There are so many things that I could be, but I would rather be the best me I can be. If given a choice between being someone else and being myself, then please let me choose to stay who I am. Do I want to be a better person? Absolutely. Do I want to be healthier, kinder, to learn more each day, of course I do. I have noticed as I have grown older, one of the biggest battles has been how to be yourself in a world that is trying to make you someone else.

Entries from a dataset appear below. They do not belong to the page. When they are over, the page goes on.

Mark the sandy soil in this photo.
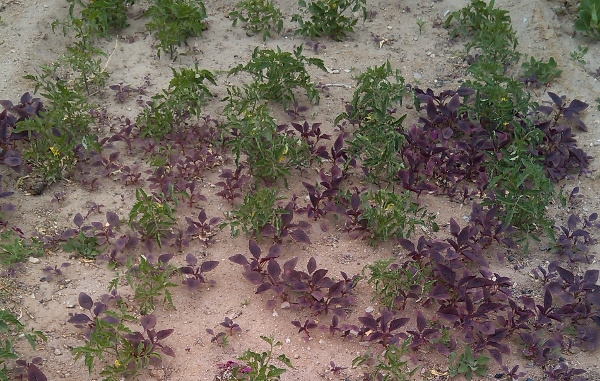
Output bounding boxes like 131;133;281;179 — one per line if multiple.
1;0;600;380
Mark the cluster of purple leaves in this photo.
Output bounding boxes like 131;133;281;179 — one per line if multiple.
0;92;43;173
229;240;359;315
355;207;599;378
553;213;600;263
76;115;222;193
0;174;16;220
178;253;219;290
206;317;242;346
38;211;139;265
12;357;47;381
42;262;71;282
215;166;250;204
109;81;149;103
68;292;175;365
401;87;591;203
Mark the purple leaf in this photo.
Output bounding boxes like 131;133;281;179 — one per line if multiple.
200;260;219;273
389;317;409;331
267;259;281;279
78;292;93;310
27;363;47;381
141;314;157;330
161;345;176;357
68;313;91;324
307;257;317;274
106;211;119;227
156;328;174;340
229;254;249;265
249;240;261;259
290;229;311;244
186;253;198;266
243;271;263;285
74;213;84;228
416;310;427;332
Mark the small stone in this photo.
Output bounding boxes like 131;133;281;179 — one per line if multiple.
31;293;35;299
272;310;279;317
281;302;291;309
54;348;62;356
28;257;40;264
286;338;291;344
413;72;422;79
66;301;76;308
319;339;325;344
365;306;374;313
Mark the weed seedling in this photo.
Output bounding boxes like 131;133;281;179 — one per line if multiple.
128;188;176;248
124;254;179;313
520;56;562;86
228;45;326;109
417;18;425;34
292;0;368;41
227;188;287;239
448;347;489;380
145;0;208;59
230;0;284;40
69;293;175;378
218;335;294;379
575;0;600;39
570;45;588;65
0;229;44;265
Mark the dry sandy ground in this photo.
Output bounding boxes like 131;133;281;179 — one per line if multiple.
1;0;600;380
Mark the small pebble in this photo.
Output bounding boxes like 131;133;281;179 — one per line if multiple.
28;257;40;264
66;301;76;308
365;306;374;313
281;302;291;309
272;310;278;317
54;348;62;356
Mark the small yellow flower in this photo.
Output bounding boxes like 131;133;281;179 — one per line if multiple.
115;360;121;367
50;147;60;156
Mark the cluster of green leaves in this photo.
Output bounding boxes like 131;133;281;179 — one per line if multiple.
363;259;432;309
145;0;207;59
361;189;436;242
226;188;287;239
446;0;560;233
230;0;283;40
137;66;216;138
72;300;172;380
223;105;311;185
66;0;135;39
292;0;368;41
21;39;100;183
521;56;562;85
0;310;46;381
123;255;178;314
62;231;105;260
445;0;519;72
575;0;600;39
353;340;417;381
484;141;554;233
448;346;490;380
236;336;294;380
571;44;589;65
337;61;407;182
128;188;176;247
0;230;43;265
52;5;111;93
228;45;326;110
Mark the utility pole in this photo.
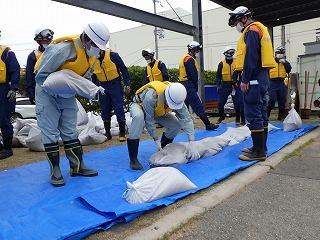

For a woman it’s someone thinner, prettier, or who has the most things. But what about being happy with what you have and making the most of it. I am simply me. I barely reach 5 feet 6 inches (unless we count heels). I am not rail thin, nor obese. I refuse to base my value on the external things. The woman I see in the mirror, I am stuck with her for life. I can spend all my time trying to change her looks or look inside and ask God to beautify my heart. To someone else I may be beautiful, pretty or just okay. None of that matters, for beauty is fleeting and fades with each passing day. At least if you rely on the world standards. I would rather have a heart that is kind, loving, and be known for being a caring human being. That constitutes real beauty to me. As far as possessions they will come and go. The goal of having them is hopefully to share them, as there are many people in this world who have much less. I am thankful for everything God has given and it may not be what anyone else has. He supplies all that I need and some of what I want. I know that what I have does not make me who I am or better or less than anyone else.
So in closing I am simply me. I dare not compare myself to anyone else. I have to believe that God was wise enough to make me the way He wanted me to be. I choose to believe Him when He says I am loved, accepted, cherished, set apart, beautifully and wonderfully made (Psalm 139). I mean He did create the Heavens and the Earth and there are some incredible breath-taking sights in the world, all hand painted and handcrafted by the One who called it all good. So I trust Him in what He says and accept who I am. I know He is walking me along a path to become the woman He called me to be.